中学校に上がったばかりの姉が突然、学校に行かなくなったのです。今で言う不登校というやつです。都会ではさほど珍しくないのでしょうが、田舎ではそういった話はめったに聞きません。母も、祖母も、大叔母も姉を散々説得しました。

が、姉は頑として学校に行こうとしませんでした。

世間体が悪いということで、姉は家の一番奥の部屋にずっといさせられ、学校には「病気になった」ということで押し通してたようです。

姉は私にも事情を全く話そうとしませんでしたので、私もなぜ姉が学校に行かないのか、見当がつきませんでした。ただ、食事もあまり取らず、部屋から殆ど出ない様子だったので、実は本当に病気なのではないかと思っていたのです。

姉が学校に行かなくなって、3ヶ月程った頃です。そろそろ夏休みという季節でした。

姉の通っている学校で、食中毒事件がおきました。生徒が20名ほど下痢や嘔吐を訴え、そして不幸なことに一人の女子学生が亡くなってしまったのです。
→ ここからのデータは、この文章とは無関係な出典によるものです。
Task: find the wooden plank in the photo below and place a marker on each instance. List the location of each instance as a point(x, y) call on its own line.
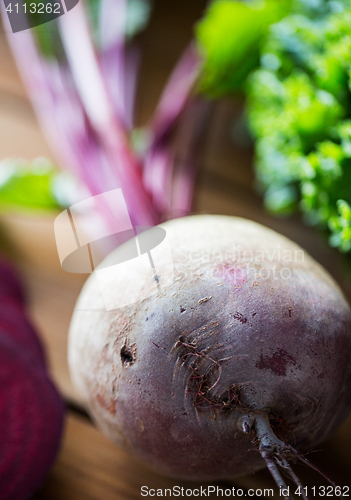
point(90, 467)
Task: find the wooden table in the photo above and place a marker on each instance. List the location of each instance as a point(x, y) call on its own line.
point(89, 467)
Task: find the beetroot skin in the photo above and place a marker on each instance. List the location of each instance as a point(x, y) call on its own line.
point(31, 410)
point(243, 360)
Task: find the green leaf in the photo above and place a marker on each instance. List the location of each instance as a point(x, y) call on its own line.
point(24, 185)
point(228, 38)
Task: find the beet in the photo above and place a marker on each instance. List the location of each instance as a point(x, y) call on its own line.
point(31, 409)
point(243, 360)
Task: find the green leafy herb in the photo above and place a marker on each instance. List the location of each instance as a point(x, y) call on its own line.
point(299, 108)
point(28, 185)
point(228, 38)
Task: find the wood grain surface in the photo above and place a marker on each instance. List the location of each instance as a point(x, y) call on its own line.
point(89, 467)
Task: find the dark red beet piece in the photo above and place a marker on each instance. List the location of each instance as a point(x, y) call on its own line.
point(31, 409)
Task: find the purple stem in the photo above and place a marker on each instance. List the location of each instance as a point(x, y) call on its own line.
point(110, 132)
point(176, 94)
point(190, 134)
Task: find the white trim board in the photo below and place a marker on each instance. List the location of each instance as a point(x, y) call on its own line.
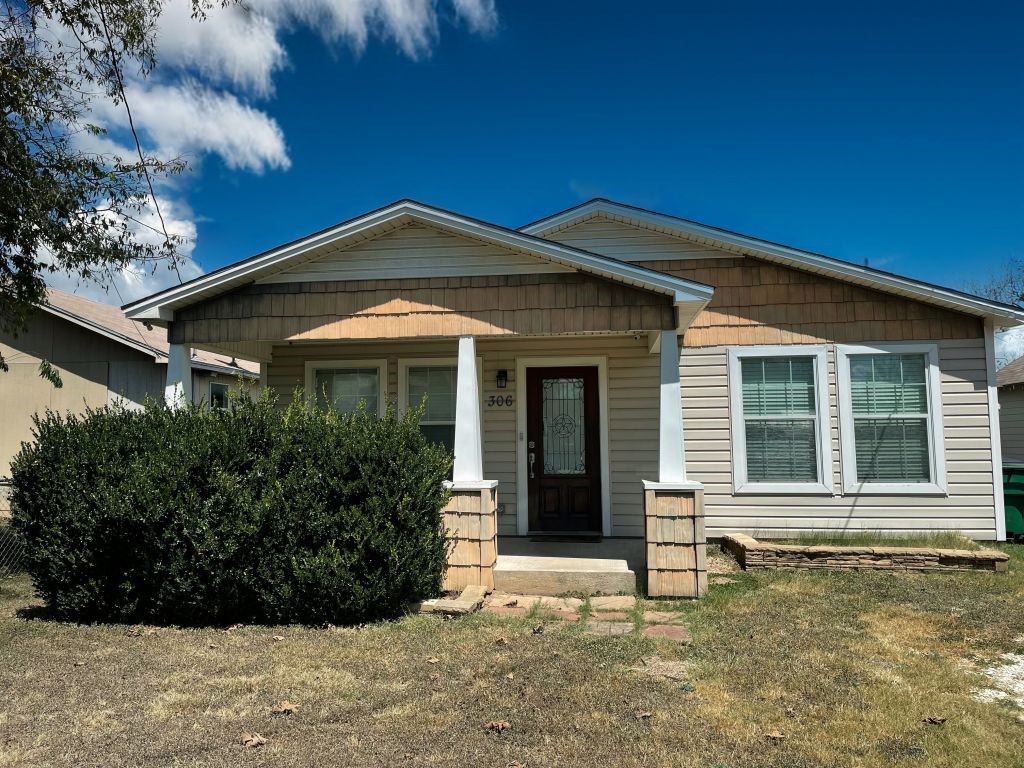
point(1005, 315)
point(994, 434)
point(936, 435)
point(380, 365)
point(161, 306)
point(521, 480)
point(822, 421)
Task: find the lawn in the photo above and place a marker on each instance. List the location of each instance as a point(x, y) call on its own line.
point(785, 670)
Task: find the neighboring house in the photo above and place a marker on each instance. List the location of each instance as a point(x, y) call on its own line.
point(598, 359)
point(1011, 381)
point(101, 356)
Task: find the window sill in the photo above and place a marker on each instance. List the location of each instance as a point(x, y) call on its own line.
point(788, 488)
point(895, 488)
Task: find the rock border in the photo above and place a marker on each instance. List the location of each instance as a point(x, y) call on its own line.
point(755, 555)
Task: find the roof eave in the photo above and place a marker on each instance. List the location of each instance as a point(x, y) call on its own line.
point(1005, 315)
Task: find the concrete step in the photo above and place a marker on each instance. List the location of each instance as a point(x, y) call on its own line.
point(527, 574)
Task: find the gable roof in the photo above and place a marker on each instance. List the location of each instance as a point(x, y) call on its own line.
point(1005, 315)
point(110, 322)
point(1012, 373)
point(161, 306)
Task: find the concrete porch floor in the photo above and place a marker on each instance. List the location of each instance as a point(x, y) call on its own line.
point(546, 567)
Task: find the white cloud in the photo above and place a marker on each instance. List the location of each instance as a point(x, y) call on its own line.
point(205, 95)
point(1009, 346)
point(193, 120)
point(137, 281)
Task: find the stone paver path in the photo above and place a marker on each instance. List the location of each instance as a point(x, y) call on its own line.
point(609, 615)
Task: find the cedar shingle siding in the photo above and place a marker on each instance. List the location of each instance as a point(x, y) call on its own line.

地方版とは言え、大きく新聞にも取り上げられたので、記憶に残っているかもしれません。

その事件と関係があるのかないのか、姉は、1学期の終業式だけ、学校に行くことができたのです。

母と祖母はとても喜んでいました。夏休みの宿題だけを受け取り、テストも何も受けていないので、評価のつかない通知表を持って帰ってきた姉に対して満面の笑みで迎え入れたのです。姉もまんざらではない表情でした。

姉の嬉しそうな顔を久しぶりに見たので、私はとても安心しました。

ところが、それから、ちょっと姉の様子が変になったのです。

どこが、というと説明しにくいのですが、ちょっとした言葉遣いや仕草、振る舞いが、以前の姉と違うのです。

例えば、前の姉だったら「醤油とって」と言うところを「お醤油をとって」と言うとか、夜、着替えを準備してから寝ていたのが、朝に準備するようになるとか、その程度なのですが、日常生活の端々で、おや?と思うことがあったのです。

それはそうと、夏休み中、姉は元気に過ごし、今までは一人で摂っていた夕食も家族と食べるようになりました。引きこもっていたせいか、若干やつれたように見えましたが、顔色もよく、本当に元気になったんだなと思いました。

2学期になって、果たして姉は学校に行ったのでした。

母も祖母も一安心しました。それから、特に問題なく、半年が過ぎようとしていました。

ただ、変化がないわけではなかったです。あとから考えればあれは予兆だったのでしょうが、例の違和感は続いていましたし、何より、姉はよく食べるようになりました。

私は小さい頃からよく食べる子で、前は姉の2倍近く食べていましたが、その私にも負けないくらい、いや、私以上に食べるようになったのです。

そして、あんなに人一倍食べているにも関わらず、ものすごく痩せていったのです。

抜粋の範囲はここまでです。